Outright purchase is like borrowing from company funds; there is a borrowing rate, a cost of funds associated with it. Leasing is effectively borrowing from a third party. When we choose a mortgage the aim is to go for the cheapest rate, which is exactly what happens here. Our fleet modelling software shows that the higher the company’s cost of funds (the greater the return on each pound invested in the business) the more likely it is that leasing is a more cost effective option than outright purchase, outweighing the disadvantage of the ECLD. The tipping point is actually a cost of funds rate rather than a price of car and this is different for each company.

The 2008 Budget announced fundamental changes to the way corporation tax relief will be claimed for the depreciation of cars (capital allowances) depending on CO2 emission levels, with 110g/km and 160g/km becoming the key levels. Also from 2009, the ECLD will be scrapped to be replaced by a new flat rate leasing disallowance of 15% affecting only those cars emitting 161g/km and above. So how are these changes likely to impact on the lease or buy decision?


THE EMISSIONS INCENTIVE

A company’s costs are likely to be affected whether it buys or leases cars. Lessors, who buy cars to lease on, may look to pass those additional costs on in higher rentals. Therefore, the cost of ignoring these changes could be substantial.

The removal of the £3,000 per annum cap on capital allowances has an interesting effect. For a car priced at £30,000 in the 20% pool (111-160g/km), the first year capital allowance will be £6,000, double what it is currently. In the second year it will be £4,800, again higher than currently. The company would probably recover less relief over the car’s life on the fleet, but it recovers a higher amount sooner. In the context of a mortgage, this is similar to paying large chunks off early, reducing the total amount of interest to pay and reducing the cost of the loan overall. In tandem to that, the removal of the rental disallowance currently based on price could potentially lead to efficient, high residual, high value cars costing less going forwards than they do now.

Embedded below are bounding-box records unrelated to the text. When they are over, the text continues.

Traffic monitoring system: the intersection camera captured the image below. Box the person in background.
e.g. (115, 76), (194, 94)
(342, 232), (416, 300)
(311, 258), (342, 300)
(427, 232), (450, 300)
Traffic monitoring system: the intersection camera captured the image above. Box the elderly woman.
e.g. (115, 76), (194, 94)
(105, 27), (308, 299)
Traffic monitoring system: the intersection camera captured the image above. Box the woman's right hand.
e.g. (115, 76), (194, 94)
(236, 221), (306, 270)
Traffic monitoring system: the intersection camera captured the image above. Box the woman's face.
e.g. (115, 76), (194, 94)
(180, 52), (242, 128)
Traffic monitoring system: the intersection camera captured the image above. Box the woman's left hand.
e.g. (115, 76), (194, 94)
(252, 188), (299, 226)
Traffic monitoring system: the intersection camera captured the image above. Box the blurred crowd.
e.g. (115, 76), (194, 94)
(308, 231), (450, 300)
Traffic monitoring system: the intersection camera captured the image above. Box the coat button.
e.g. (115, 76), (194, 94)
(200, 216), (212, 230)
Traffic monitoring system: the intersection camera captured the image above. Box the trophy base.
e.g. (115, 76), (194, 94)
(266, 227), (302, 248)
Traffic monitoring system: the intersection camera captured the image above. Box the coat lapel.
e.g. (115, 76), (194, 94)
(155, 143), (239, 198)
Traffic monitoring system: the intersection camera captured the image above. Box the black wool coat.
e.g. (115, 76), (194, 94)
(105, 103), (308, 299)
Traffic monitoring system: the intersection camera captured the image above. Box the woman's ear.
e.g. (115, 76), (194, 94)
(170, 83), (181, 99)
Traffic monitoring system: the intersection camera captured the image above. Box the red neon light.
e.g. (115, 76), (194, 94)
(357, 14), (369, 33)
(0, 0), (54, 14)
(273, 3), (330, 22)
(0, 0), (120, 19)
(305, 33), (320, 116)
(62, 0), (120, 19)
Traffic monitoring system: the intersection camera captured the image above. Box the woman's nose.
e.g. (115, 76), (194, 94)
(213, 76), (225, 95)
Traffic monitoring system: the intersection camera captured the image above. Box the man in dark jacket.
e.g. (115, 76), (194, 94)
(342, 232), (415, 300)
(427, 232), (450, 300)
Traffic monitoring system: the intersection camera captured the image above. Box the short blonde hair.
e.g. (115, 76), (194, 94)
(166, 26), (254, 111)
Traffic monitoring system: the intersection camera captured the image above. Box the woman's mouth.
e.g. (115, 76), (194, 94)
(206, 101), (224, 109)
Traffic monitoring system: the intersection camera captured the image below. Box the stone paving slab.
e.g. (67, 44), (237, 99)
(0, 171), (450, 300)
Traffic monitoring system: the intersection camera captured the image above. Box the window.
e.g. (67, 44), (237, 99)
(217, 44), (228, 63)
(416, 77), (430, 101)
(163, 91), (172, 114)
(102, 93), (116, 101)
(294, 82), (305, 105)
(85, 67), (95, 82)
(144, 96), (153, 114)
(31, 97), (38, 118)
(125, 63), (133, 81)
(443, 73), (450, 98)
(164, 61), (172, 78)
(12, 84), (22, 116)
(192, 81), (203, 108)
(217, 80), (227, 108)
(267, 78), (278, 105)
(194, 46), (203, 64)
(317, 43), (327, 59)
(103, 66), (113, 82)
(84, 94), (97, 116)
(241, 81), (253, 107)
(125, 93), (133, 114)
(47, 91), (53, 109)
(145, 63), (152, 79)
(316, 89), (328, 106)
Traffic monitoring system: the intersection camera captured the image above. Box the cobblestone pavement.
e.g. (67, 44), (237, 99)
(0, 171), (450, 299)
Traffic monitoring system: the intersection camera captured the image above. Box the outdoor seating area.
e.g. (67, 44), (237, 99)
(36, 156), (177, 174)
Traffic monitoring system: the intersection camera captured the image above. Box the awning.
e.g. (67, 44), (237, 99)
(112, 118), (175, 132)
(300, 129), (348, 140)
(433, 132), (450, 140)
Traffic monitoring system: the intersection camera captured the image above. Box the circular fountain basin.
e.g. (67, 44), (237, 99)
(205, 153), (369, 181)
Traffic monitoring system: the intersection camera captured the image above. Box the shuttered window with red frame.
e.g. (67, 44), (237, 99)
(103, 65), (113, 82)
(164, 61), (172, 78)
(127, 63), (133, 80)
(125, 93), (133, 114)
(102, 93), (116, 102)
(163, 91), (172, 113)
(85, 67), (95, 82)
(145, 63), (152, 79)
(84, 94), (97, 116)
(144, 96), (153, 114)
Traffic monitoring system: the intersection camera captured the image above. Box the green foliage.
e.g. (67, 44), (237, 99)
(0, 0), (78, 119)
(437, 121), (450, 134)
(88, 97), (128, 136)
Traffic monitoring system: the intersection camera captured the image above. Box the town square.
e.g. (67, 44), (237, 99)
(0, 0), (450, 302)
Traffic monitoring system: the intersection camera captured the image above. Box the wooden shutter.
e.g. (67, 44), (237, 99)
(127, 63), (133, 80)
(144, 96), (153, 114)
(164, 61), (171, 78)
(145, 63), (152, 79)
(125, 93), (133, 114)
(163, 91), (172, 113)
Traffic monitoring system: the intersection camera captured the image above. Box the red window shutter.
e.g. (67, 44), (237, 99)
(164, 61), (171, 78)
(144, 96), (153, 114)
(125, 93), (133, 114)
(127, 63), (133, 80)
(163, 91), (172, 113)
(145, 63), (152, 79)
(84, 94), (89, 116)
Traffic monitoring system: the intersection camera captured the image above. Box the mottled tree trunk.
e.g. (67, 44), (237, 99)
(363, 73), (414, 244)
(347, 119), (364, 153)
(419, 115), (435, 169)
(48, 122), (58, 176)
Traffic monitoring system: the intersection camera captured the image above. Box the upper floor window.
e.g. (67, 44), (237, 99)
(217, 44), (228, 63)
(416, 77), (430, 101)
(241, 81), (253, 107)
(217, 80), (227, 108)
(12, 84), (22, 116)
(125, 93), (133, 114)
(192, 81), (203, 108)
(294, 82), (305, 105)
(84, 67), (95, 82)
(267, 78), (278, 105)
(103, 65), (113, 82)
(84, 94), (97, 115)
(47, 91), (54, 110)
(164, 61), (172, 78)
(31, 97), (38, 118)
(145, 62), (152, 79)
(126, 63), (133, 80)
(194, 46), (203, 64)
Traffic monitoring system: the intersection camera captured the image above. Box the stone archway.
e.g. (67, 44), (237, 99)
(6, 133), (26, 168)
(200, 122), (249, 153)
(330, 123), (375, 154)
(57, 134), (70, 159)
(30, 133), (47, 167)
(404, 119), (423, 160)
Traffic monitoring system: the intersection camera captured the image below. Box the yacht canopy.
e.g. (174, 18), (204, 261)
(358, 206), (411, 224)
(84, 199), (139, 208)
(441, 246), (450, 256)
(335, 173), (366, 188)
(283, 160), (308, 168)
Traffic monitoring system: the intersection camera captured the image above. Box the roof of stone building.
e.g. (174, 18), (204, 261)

Similarly, a car priced at £50,000 in the 10% pool (over 160g/km) will have a first year capital allowance of £5,000 and £4,500 in the second year, a less significant cash flow advantage to those cars above, but still useful. In addition, these high-end value cars which currently have a large rental restriction based on price will have only a flat rate of 15% going forwards. The demise of these cars from fleet has been widely predicted, but it may not necessarily be so.

Cheaper cars in the 10% pool could suffer from both the capital allowances deferral effect, manifested in increased rentals, and the fact that where currently there may not be much of a rental restriction because of their low price, there would be the flat rate of 15%. These cars may become unattractive to the fleet market, which is presumably the intention.


LEASING IS MORE ATTRACTIVE

The abolition of a rental disallowance for cars emitting sub 161g/km, means most companies will be better off leasing these cars. For any car emitting over 160g/km it is likely that leasing is again the most cost effective method, unless the company has a very low cost of funds.

Until leasing companies release their post April 2009 pricing, and residual values settle down in these uncertain times, it is difficult to predict for certain but from a purely financial standpoint it looks as if leasing could become the dominant method of funding for most cars.

We always advise companies to include all funding costs in the whole life cost calculations, using discounted cash flow techniques available in our software to calculate the true after tax cost of the car. The way to a perfect fleet is certainly not about finding the cheapest prices on the internet.